Joint Communique from ISO and IEC: "Legal action against the European Commission’s decision regarding its implementation of ECJ Case C-588/21 has been initiated so that we may continue to deliver effectively on our missions globally for the benefit of everyone. This action is aimed at safeguarding the integrity of international standards and protecting the infrastructure that supports their development." https://www.linkedin.com/posts/luca-bertuzzi-186729130_huge-the-eu-standard-setting-architecture-activity-7275445905367928832-7K1K/
If you don't speak official Europeaneese, let me translate. ISO (and IEC!) are suing the European Commission for complying with the Court of Justice of the European Union's (CJEU) decision that access to EU law is of "overriding public importance." They filed this suit in the CJEU. Our position is that the CJEU decision was rightly decided.
@carlmalamud It's excellent timing as the EU is currently deciding whether regulation 1025/2012 needs revision. This case makes it exceptionally clear that, whatever the outcome of the case, a change is definitely needed to ensure harmonised standards are freely available as the law requires.

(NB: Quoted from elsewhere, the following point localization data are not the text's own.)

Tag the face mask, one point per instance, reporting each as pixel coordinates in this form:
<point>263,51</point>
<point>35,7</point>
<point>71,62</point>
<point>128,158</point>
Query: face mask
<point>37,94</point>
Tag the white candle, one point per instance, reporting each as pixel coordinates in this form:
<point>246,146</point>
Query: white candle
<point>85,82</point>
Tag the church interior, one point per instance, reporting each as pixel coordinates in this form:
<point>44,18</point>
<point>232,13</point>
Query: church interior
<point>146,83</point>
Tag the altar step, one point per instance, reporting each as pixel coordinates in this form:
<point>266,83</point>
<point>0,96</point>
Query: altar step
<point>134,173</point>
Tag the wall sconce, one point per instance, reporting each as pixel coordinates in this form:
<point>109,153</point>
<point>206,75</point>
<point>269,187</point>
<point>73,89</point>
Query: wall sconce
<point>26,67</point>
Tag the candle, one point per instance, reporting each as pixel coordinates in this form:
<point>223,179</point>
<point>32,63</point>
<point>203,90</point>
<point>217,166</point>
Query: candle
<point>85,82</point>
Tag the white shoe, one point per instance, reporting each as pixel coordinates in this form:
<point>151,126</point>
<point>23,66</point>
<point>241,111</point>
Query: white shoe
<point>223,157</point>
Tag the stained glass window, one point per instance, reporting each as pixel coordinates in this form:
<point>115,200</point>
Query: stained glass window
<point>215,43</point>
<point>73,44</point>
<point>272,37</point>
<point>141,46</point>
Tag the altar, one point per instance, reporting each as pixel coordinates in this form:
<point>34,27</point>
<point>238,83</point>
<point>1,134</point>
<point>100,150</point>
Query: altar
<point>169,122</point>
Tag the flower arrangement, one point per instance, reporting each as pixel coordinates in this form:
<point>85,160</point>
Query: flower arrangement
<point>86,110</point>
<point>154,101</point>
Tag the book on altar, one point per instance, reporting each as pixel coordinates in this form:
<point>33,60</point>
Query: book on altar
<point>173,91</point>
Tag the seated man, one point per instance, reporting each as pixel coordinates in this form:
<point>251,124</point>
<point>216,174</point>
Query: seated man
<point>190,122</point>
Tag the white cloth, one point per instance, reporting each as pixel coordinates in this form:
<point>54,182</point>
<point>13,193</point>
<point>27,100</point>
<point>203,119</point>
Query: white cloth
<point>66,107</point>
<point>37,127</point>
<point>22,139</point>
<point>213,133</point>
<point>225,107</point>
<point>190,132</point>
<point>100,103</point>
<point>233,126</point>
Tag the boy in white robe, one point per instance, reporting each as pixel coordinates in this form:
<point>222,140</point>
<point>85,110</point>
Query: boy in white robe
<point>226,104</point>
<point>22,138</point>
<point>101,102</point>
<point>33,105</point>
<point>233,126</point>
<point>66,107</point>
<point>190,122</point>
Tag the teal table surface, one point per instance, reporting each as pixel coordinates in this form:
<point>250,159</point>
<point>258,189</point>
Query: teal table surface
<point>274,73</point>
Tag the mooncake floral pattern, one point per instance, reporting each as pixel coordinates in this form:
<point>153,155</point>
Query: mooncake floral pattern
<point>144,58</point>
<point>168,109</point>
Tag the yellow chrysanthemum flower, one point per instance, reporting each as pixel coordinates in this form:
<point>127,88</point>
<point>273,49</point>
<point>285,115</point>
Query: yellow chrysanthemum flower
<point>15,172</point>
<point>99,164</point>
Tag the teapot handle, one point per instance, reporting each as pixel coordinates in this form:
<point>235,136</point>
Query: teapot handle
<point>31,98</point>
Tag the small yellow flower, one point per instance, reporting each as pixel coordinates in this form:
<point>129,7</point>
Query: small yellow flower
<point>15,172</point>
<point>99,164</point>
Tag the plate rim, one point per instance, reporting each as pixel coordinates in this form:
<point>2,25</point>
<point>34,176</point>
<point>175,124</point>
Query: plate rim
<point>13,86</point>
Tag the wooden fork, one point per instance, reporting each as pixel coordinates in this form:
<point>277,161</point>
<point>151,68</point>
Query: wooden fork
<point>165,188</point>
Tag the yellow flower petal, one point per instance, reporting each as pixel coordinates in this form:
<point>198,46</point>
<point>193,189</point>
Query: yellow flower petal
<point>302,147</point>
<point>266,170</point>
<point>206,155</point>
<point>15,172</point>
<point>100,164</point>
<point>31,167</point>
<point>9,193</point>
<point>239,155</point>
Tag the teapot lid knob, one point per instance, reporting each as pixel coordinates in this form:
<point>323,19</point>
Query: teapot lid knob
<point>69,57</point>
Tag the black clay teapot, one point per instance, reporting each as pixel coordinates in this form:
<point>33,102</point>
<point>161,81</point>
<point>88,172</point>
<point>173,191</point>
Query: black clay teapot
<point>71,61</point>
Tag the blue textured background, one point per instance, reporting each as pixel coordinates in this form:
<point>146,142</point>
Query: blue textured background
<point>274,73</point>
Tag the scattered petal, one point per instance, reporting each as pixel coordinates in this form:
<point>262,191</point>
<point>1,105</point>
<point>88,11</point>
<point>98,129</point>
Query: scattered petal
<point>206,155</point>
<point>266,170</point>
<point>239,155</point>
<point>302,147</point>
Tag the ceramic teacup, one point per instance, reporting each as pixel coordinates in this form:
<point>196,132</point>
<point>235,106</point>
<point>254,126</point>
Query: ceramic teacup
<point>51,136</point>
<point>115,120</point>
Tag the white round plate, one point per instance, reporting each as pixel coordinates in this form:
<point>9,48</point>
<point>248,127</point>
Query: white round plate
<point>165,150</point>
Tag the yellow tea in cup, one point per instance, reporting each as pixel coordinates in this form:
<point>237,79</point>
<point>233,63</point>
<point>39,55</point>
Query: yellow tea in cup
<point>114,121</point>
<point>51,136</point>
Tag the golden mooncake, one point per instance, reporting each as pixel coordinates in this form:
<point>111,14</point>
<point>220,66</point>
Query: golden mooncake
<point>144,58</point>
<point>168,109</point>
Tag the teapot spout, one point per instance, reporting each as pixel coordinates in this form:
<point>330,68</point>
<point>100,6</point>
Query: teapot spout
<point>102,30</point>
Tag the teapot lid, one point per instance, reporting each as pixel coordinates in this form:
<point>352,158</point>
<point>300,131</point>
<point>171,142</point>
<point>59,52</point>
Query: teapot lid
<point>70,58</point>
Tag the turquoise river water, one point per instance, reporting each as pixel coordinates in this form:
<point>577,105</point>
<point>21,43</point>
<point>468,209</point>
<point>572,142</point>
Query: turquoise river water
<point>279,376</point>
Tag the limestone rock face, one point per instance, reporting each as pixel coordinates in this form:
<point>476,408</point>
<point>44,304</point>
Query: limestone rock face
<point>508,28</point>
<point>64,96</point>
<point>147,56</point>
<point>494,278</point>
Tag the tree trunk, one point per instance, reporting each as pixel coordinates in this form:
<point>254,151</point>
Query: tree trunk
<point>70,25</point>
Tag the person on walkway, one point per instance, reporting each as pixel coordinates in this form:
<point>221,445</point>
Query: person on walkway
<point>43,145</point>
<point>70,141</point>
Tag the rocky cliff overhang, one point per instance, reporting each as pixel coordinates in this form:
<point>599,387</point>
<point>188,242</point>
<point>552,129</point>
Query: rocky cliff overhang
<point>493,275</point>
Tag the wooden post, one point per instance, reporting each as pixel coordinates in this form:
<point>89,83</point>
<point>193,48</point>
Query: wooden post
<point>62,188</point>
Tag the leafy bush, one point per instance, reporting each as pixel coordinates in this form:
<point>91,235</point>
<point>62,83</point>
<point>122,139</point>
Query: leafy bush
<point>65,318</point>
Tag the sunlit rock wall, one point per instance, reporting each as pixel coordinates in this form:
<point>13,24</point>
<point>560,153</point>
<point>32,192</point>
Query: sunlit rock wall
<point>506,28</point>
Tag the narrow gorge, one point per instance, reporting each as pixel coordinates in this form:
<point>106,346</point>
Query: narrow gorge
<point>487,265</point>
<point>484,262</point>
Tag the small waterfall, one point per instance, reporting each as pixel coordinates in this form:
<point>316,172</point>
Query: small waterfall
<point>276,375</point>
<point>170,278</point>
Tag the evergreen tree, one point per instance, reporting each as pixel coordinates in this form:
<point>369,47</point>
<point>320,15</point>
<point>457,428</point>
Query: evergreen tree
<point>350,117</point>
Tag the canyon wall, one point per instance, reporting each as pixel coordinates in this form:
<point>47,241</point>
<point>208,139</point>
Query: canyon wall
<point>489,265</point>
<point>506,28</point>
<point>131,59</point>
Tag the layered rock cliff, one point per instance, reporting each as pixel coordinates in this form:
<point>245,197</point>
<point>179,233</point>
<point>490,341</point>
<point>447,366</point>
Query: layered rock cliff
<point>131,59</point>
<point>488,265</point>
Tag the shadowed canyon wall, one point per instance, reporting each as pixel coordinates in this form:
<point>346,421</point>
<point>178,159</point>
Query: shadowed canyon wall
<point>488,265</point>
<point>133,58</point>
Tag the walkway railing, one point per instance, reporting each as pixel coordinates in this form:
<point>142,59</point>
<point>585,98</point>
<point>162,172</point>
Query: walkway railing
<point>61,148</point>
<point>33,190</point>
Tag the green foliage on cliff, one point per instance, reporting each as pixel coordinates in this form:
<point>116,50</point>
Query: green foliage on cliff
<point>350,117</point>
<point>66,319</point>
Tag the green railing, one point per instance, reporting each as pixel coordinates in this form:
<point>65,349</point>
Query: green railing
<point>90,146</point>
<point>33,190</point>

@webmink Some may argue that "readability rooms" and other forms of highly conditional access is fine for the general public and other casual citizens and that our radical proposal to seize the means of legal construction and nationalize the law smacks of communism. I'm sure there's some happy meeting ground in the middle.
@carlmalamud I have sensed no appetite for voluntary compromise of any kind, and the lawsuit signals that. That attitude mirrors the view among SEP-dependent legacy corporations (who also seem to support ISO's view) that any accommodation of open source is a step too far. Heck, if you can read the standards for free you might want to implement them for free too.
@webmink @carlmalamud Apologize that I haven't read the documents, but is there proof that ISO income from selling documents is what sustains the standards effort? Having watched W3C diminish due to lack of $$ I am concerned that we need some new approach to funding standards. (I agree that standards behind paywalls are "standard" only for the few.)
@kcoyle I don't believe there is, not least because organisations like ETSI and OASIS flourish without it. But ISO and the rest of the national standards organisation hierarchy take it as given.
Note that, like the equally dodgy example of academic publishing, the funding of de jure standards development is not connected with the funding of the publication mechanism. I suspect this is the thing that's about to have to be brought blinking into the daylight.